Re: [PATCH v5 12/20] x86/resctrl: Add data structures and definitions for ABMC assignment

From: Reinette Chatre
Date: Fri Jul 12 2024 - 18:13:26 EST


Hi Babu,

On 7/3/24 2:48 PM, Babu Moger wrote:
The ABMC feature provides an option to the user to assign a hardware
counter to an RMID and monitor the bandwidth as long as the counter
is assigned. The bandwidth events will be tracked by the hardware until
the user changes the configuration. Each resctrl group can configure
maximum two counters, one for total event and one for local event.

The counters are configured by writing to MSR L3_QOS_ABMC_CFG.
Configuration is done by setting the counter id, bandwidth source (RMID)
and bandwidth configuration supported by BMEC(Bandwidth Monitoring Event
Configuration). Reading L3_QOS_ABMC_DSC returns the configuration of the
counter id specified in L3_QOS_ABMC_CFG.

Attempts to read or write these MSRs when ABMC is not enabled will result
in a #GP(0) exception.

Introduce data structures and definitions for ABMC assignments.

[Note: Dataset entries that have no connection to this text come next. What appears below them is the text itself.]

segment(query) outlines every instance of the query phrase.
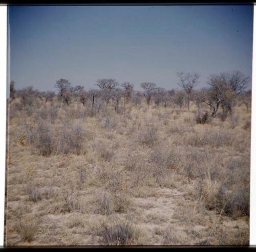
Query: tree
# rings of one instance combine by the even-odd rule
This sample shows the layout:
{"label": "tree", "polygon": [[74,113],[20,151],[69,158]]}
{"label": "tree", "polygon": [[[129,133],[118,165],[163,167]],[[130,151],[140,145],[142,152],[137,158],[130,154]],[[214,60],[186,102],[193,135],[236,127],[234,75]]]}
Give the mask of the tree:
{"label": "tree", "polygon": [[243,91],[239,94],[239,100],[242,104],[245,105],[248,113],[249,108],[251,105],[251,90]]}
{"label": "tree", "polygon": [[199,75],[197,73],[189,73],[185,74],[183,72],[178,72],[177,76],[180,78],[179,86],[183,89],[186,94],[187,109],[189,111],[192,90],[198,83]]}
{"label": "tree", "polygon": [[35,98],[35,90],[32,86],[27,87],[17,92],[17,94],[20,97],[20,103],[23,106],[31,107],[32,106]]}
{"label": "tree", "polygon": [[173,103],[179,107],[179,109],[181,109],[185,100],[185,92],[183,90],[176,90],[172,96]]}
{"label": "tree", "polygon": [[118,113],[118,105],[119,104],[119,102],[123,95],[123,91],[119,89],[115,89],[113,94],[113,97],[114,98],[114,100],[115,100],[115,111]]}
{"label": "tree", "polygon": [[118,83],[114,79],[101,79],[98,80],[95,85],[102,90],[103,96],[108,105],[111,98],[112,91],[118,86]]}
{"label": "tree", "polygon": [[14,88],[15,82],[13,81],[10,83],[10,103],[15,98],[16,90]]}
{"label": "tree", "polygon": [[[69,92],[68,91],[71,90],[71,84],[69,81],[65,79],[60,79],[56,82],[55,87],[59,90],[59,107],[60,107],[60,103],[65,92],[66,93],[65,95],[66,98],[68,99],[69,102],[70,99],[70,97],[68,97],[69,93]],[[66,100],[66,102],[67,103],[67,100]]]}
{"label": "tree", "polygon": [[63,99],[64,102],[66,103],[66,104],[69,106],[71,102],[71,97],[72,96],[72,91],[71,89],[68,89],[65,90],[65,91],[62,94],[62,98]]}
{"label": "tree", "polygon": [[48,101],[51,103],[52,102],[53,98],[55,96],[55,93],[52,91],[48,91],[44,94],[43,96],[45,97],[46,104]]}
{"label": "tree", "polygon": [[150,105],[150,100],[152,97],[152,94],[156,84],[151,82],[143,82],[141,83],[140,86],[144,89],[143,94],[146,98],[147,106]]}
{"label": "tree", "polygon": [[121,84],[121,86],[124,89],[124,95],[126,100],[130,100],[132,98],[134,85],[130,82],[124,82]]}
{"label": "tree", "polygon": [[155,103],[157,106],[159,106],[164,102],[164,97],[165,95],[165,91],[163,88],[156,88],[153,93]]}
{"label": "tree", "polygon": [[222,73],[220,75],[223,82],[237,94],[244,91],[247,87],[250,78],[245,76],[240,71],[233,71],[231,73]]}
{"label": "tree", "polygon": [[98,95],[98,90],[96,89],[90,89],[88,92],[90,99],[92,102],[92,110],[93,111],[96,97]]}
{"label": "tree", "polygon": [[202,102],[210,106],[211,116],[215,117],[220,106],[222,106],[223,113],[229,111],[231,113],[231,103],[235,98],[235,93],[227,85],[222,74],[211,74],[208,78],[209,88],[203,89],[204,95]]}

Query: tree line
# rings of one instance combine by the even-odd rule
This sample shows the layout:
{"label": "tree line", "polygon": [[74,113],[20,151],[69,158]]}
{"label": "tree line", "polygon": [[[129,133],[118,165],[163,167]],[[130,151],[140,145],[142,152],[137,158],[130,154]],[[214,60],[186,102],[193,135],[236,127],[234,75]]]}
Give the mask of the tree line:
{"label": "tree line", "polygon": [[[58,106],[62,104],[69,106],[72,101],[81,103],[83,106],[88,103],[92,110],[95,109],[96,99],[100,100],[100,104],[108,106],[112,100],[115,111],[118,112],[121,99],[125,103],[133,102],[135,105],[140,104],[143,97],[145,99],[148,106],[154,102],[157,106],[166,107],[174,105],[179,109],[185,106],[189,111],[190,104],[194,101],[199,110],[203,104],[209,108],[211,117],[215,117],[221,108],[222,114],[227,116],[232,113],[232,108],[238,100],[246,106],[247,111],[251,102],[251,90],[246,90],[250,78],[239,71],[231,73],[222,73],[211,74],[207,80],[207,87],[199,90],[195,87],[199,83],[200,75],[198,73],[178,72],[178,85],[180,90],[166,90],[157,87],[155,83],[143,82],[140,84],[143,91],[134,90],[134,85],[130,82],[119,83],[114,79],[102,79],[97,80],[95,85],[98,89],[86,90],[80,85],[72,86],[69,80],[60,79],[56,82],[55,87],[57,89],[56,94],[52,91],[39,91],[32,87],[16,90],[15,83],[12,81],[10,87],[9,103],[19,97],[22,104],[32,106],[33,99],[38,98],[45,104],[53,104],[56,97]],[[98,104],[99,103],[98,103]],[[98,107],[98,110],[99,110]]]}

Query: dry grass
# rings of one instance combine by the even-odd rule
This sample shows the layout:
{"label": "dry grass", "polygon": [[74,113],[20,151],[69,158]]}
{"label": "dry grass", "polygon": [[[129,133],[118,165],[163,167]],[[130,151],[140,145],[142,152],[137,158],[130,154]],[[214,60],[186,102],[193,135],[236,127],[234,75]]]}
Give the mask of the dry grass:
{"label": "dry grass", "polygon": [[244,106],[224,120],[141,98],[116,112],[99,99],[93,111],[19,103],[8,129],[7,244],[248,244]]}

MSR L3_QOS_ABMC_CFG (0xC000_03FDh) and L3_QOS_ABMC_DSC (0xC000_03FEh)
details.
=========================================================================
Bits Mnemonic Description Access Reset
Type Value
=========================================================================
63 CfgEn Configuration Enable R/W 0

62 CtrEn Enable/disable Tracking R/W 0

61:53 – Reserved MBZ 0

52:48 CtrID Counter Identifier R/W 0

47 IsCOS BwSrc field is a CLOSID R/W 0
(not an RMID)

46:44 – Reserved MBZ 0

43:32 BwSrc Bandwidth Source R/W 0
(RMID or CLOSID)

31:0 BwType Bandwidth configuration R/W 0
to track for this counter
==========================================================================

The feature details are documented in the APM listed below [1].
[1] AMD64 Architecture Programmer's Manual Volume 2: System Programming
Publication # 24593 Revision 3.41 section 19.3.3.3 Assignable Bandwidth
Monitoring (ABMC).

The changelog only describes the hardware interface yet the patch contains
part hardware interface part new driver support for hardware interface.


Signed-off-by: Babu Moger <babu.moger@xxxxxxx>
Link: https://bugzilla.kernel.org/show_bug.cgi?id=206537
---
v5: Moved assignment flags here (path 10/19 of v4).
Added MON_CNTR_UNSET definition to initialize cntr_id's.
More details in commit log.
Renamed few fields in l3_qos_abmc_cfg for readability.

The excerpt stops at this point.